State Estimation for Discrete-Time Dynamical Networks With Time-Varying Delays and Stochastic Disturbances Under the Round-Robin Protocol

TLDR: This paper is concerned with the state estimation problem for a class of nonlinear dynamical networks with time-varying delays subject to the round-robin protocol, and designs an estimator, such that the estimation error is exponentially ultimately bounded with a certain asymptotic upper bound in mean squaresubject to the process noise and exogenous disturbance.
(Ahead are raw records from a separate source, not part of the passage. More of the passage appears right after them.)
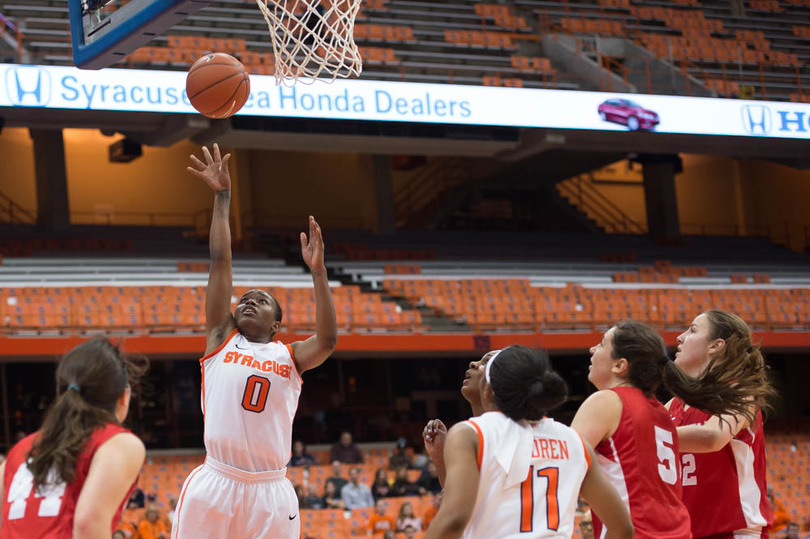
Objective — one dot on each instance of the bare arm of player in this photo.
(598, 417)
(314, 351)
(113, 470)
(605, 501)
(434, 435)
(218, 318)
(711, 436)
(458, 499)
(2, 473)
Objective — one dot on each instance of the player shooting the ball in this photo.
(250, 390)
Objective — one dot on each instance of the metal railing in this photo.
(581, 192)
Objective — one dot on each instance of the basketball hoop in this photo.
(312, 39)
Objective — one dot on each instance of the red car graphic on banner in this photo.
(629, 113)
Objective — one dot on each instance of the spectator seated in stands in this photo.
(791, 531)
(312, 500)
(402, 486)
(381, 488)
(380, 521)
(407, 519)
(780, 514)
(345, 450)
(128, 528)
(355, 494)
(337, 477)
(300, 457)
(400, 456)
(331, 497)
(151, 527)
(429, 480)
(137, 500)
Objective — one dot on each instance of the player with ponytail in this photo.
(514, 472)
(723, 453)
(71, 479)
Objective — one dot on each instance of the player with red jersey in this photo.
(250, 390)
(634, 437)
(71, 479)
(723, 457)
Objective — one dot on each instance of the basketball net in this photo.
(313, 39)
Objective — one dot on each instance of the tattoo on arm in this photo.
(223, 201)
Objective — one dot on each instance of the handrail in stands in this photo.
(5, 23)
(591, 200)
(13, 213)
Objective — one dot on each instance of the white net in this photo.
(313, 39)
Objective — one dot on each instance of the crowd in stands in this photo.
(388, 492)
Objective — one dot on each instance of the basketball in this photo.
(218, 85)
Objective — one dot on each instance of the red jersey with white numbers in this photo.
(641, 461)
(47, 512)
(725, 491)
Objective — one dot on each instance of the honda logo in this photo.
(28, 86)
(756, 119)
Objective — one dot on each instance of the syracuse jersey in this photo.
(249, 397)
(641, 461)
(47, 513)
(543, 505)
(726, 491)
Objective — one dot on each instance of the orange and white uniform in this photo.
(553, 464)
(249, 397)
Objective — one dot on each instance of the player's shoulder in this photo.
(604, 400)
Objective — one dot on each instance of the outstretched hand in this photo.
(312, 247)
(214, 171)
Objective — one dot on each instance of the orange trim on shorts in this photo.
(182, 497)
(480, 455)
(221, 346)
(587, 453)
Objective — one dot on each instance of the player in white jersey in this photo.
(513, 473)
(250, 391)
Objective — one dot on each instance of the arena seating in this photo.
(464, 41)
(40, 295)
(163, 475)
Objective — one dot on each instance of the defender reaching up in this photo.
(250, 390)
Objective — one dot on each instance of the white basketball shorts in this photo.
(222, 502)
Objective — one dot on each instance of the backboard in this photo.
(105, 31)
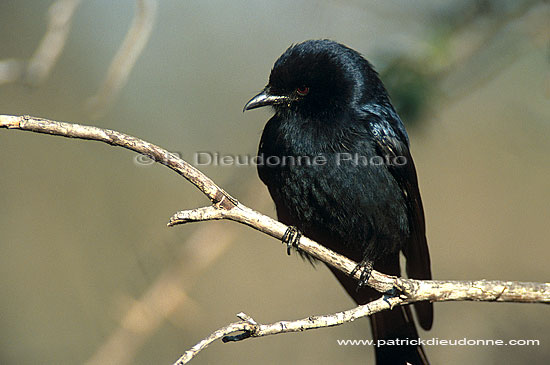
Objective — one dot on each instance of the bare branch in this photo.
(250, 328)
(126, 57)
(44, 58)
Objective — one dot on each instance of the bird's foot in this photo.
(365, 267)
(291, 238)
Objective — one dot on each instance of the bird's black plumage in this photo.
(338, 167)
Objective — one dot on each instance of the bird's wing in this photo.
(391, 143)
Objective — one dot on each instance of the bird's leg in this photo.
(365, 266)
(291, 238)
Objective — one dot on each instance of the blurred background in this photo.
(89, 272)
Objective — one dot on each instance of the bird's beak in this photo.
(264, 98)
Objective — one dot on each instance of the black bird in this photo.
(338, 167)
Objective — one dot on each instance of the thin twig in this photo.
(125, 58)
(45, 57)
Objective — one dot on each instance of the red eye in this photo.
(302, 91)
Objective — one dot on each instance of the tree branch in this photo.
(399, 291)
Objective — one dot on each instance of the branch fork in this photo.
(224, 206)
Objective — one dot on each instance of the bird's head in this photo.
(319, 78)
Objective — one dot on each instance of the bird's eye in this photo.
(302, 91)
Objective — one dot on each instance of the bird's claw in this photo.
(291, 238)
(365, 267)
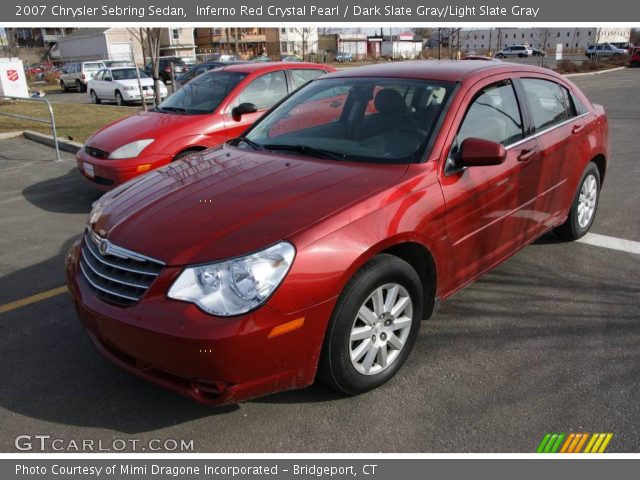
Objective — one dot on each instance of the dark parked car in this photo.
(200, 68)
(317, 242)
(165, 68)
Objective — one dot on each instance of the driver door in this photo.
(488, 214)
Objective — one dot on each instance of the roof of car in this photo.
(252, 67)
(439, 70)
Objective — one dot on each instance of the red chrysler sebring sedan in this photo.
(315, 244)
(208, 111)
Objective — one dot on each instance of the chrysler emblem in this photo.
(104, 246)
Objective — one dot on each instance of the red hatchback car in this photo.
(210, 110)
(317, 242)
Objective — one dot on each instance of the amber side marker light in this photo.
(286, 327)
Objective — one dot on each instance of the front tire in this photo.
(94, 98)
(373, 327)
(584, 206)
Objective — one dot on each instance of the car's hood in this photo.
(228, 202)
(141, 126)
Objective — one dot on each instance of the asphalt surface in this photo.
(548, 341)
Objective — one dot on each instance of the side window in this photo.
(493, 115)
(265, 91)
(300, 77)
(548, 102)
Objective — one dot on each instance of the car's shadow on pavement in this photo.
(68, 193)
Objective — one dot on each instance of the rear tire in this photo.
(584, 206)
(373, 327)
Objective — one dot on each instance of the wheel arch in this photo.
(421, 259)
(601, 162)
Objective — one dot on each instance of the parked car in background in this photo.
(209, 110)
(77, 75)
(117, 63)
(200, 68)
(634, 59)
(604, 50)
(344, 57)
(120, 85)
(53, 75)
(626, 46)
(164, 67)
(322, 247)
(515, 51)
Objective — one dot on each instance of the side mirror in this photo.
(243, 109)
(476, 152)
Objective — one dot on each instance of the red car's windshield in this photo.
(358, 119)
(203, 94)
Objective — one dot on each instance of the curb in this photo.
(599, 72)
(8, 135)
(63, 145)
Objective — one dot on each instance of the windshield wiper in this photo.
(251, 143)
(307, 150)
(173, 109)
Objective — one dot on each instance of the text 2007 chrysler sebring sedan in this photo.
(317, 242)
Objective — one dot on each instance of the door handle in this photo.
(528, 154)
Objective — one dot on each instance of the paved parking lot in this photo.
(548, 341)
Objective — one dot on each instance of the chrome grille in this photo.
(116, 275)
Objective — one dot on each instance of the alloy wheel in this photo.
(380, 329)
(587, 201)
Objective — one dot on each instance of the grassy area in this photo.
(73, 122)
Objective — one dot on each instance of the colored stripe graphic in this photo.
(573, 442)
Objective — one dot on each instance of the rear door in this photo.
(558, 123)
(264, 91)
(487, 214)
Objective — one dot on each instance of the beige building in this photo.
(577, 39)
(121, 43)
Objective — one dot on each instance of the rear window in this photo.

Abstract: This paper is concerned with the state estimation problem for a class of nonlinear dynamical networks with time-varying delays subject to the round-robin protocol. The communication between the state estimator and the nodes of the dynamical networks is implemented through a shared constrained network, in which only one node is allowed to send data at each time instant. The round-robin protocol is utilized to orchestrate the transmission order of nodes. By using a switch-based approach, the dynamics of the estimation error is modeled by a periodic parameter-switching system with time-varying delays. The purpose of the problem addressed is to design an estimator, such that the estimation error is exponentially ultimately bounded with a certain asymptotic upper bound in mean square subject to the process noise and exogenous disturbance. Furthermore, such a bound is subsequently minimized by the designed estimator parameters. A novel Lyapunov-like functional is employed to deal with the dynamics analysis issue of the estimation error. Sufficient conditions are established to guarantee the ultimate boundedness of the estimation error in mean square by applying the stochastic analysis approach. Then, the desired estimator gains are characterized by solving a convex problem. Finally, a numerical example is given to illustrate the effectiveness of the estimator design scheme.